Digi has discovered a potential race condition in the RHEL 2.1/3 kernel tty layer. They are working with a customer with an extremely large multiport serial configuration, and they think the TTY layer is hitting this race. Digi describes the race as follows: "For example, lets say the tty isn't "real_raw", but is "raw", and the data coming in is say 10 bytes of regular data... We will go into the "else" clause of that real_raw statement, which unlocks the read_lock, then it walks the 10 bytes passing each byte to receive_char. In receive_char, if the tty is "raw", it calls put_tty_queue(). Finally, in put_tty_queue() it locks read_lock, dumps the byte, and unlocks... But there is no check in put_tty_queue (or in the dump of the byte), that the read_buf didn't get set to NULL by the close() routine during the time the read_lock was not held. (ie, the byte for byte walking of those 10 bytes)." We need to deal with this race. :)
Tom, please open a separate bug for RHEL 3. This one will apply only to RHEL 2.1. Thanks. -ernie
Opened BZ 131674 for RHEL 3.
*** Bug 122729 has been marked as a duplicate of this bug. ***
Created attachment 103431 [details] clean up of digi's patch to fix tty race condition revision on digi's patch to clean up missing race points outside of added locks
This patch still has nothing to do with the real bug. You have to fix this at the ldisc level not within n_tty.
(joining in from Bug 122729) So you _do_ think it is a bug in the tty/line discipline layer? This is an area of the kernel where I severely lack experience. Can you point to any resources where this is discussed e.g. in LKML? Is it fixed in EL3.0, or kernel 2.6.x?
There were multiple bugs in the driver code I looked at which would cause crashes and were driver side bugs. There is also a slightly odd corner case in the case of a line discipline change occurring at the exact momemt data is delivered by interrupt to the ldisc handler. In that situation the following can occur ldisc->close is called While running or just after ldisc->receive.. is called The bug appears to be in both 2.4 and 2.6 The concept for a fix I'd propose is that we create a "null" ldisc that way we can fix the race by setting the tty ldisc to the null_ldisc before we called ->close on the previous ldisc. [We can't open the new one first without fairly major changes]

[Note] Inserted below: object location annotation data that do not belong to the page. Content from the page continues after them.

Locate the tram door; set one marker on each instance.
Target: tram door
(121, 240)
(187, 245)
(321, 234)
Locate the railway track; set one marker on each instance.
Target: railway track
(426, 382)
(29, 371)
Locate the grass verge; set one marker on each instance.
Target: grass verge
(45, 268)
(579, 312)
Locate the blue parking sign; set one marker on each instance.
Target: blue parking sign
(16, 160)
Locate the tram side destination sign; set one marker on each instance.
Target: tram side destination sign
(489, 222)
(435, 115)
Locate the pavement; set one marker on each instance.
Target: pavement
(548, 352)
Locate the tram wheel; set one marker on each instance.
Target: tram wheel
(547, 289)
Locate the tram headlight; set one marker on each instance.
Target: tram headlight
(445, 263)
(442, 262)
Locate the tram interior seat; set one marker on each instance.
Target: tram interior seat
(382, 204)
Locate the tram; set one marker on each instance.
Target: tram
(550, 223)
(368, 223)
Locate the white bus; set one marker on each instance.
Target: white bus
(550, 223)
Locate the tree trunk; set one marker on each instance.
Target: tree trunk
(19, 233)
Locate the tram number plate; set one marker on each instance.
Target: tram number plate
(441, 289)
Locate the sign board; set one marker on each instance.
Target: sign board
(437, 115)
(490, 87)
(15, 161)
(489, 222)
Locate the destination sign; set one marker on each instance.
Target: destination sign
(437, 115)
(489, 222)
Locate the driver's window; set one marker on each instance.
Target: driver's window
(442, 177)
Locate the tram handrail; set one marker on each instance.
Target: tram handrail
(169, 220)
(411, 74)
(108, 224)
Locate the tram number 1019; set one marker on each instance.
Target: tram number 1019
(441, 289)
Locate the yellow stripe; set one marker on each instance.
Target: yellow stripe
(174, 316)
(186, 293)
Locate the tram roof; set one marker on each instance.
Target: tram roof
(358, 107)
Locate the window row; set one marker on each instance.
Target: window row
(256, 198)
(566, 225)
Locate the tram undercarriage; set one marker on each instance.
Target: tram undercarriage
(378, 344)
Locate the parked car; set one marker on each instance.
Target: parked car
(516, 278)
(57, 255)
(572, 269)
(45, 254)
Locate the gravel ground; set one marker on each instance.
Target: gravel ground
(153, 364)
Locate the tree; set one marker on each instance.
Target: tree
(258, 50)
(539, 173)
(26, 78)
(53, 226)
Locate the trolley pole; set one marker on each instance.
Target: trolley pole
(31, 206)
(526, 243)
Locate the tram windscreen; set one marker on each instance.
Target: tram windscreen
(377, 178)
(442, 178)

I am reposting my analyis from Bug 122729 here again because it seems to fit very well what you said. I am still wondering why there seems to be no locking code whatsoever in n_tty_close(); but that may be due to it assuming that locking happens in the ldisc layer. Btw our customer also uses heavy serial multiplexing. Here is my old Oops analysis: The crash occurs at line 730 of drivers/char/n_tty.c in the function n_tty_receive_buf(), because the "read_buf" element of the controlling tty structure is NULL (see detailed analysis below). The read_buf element is checked in the same function in line 723, 7 lines earlier. Thus, it must have been NULLed in the meantime. This is possible because there is no locking at least until the spin_lock_irqsave(&tty->read_lock) in l. 727. However, the only function (AFAICS) that sets read_buf to NULL, n_tty_close(), does not seem to do any locking, so even if the spin_lock_irqsave() in n_tty_receive_buf() happened earlier, it would apparently not help.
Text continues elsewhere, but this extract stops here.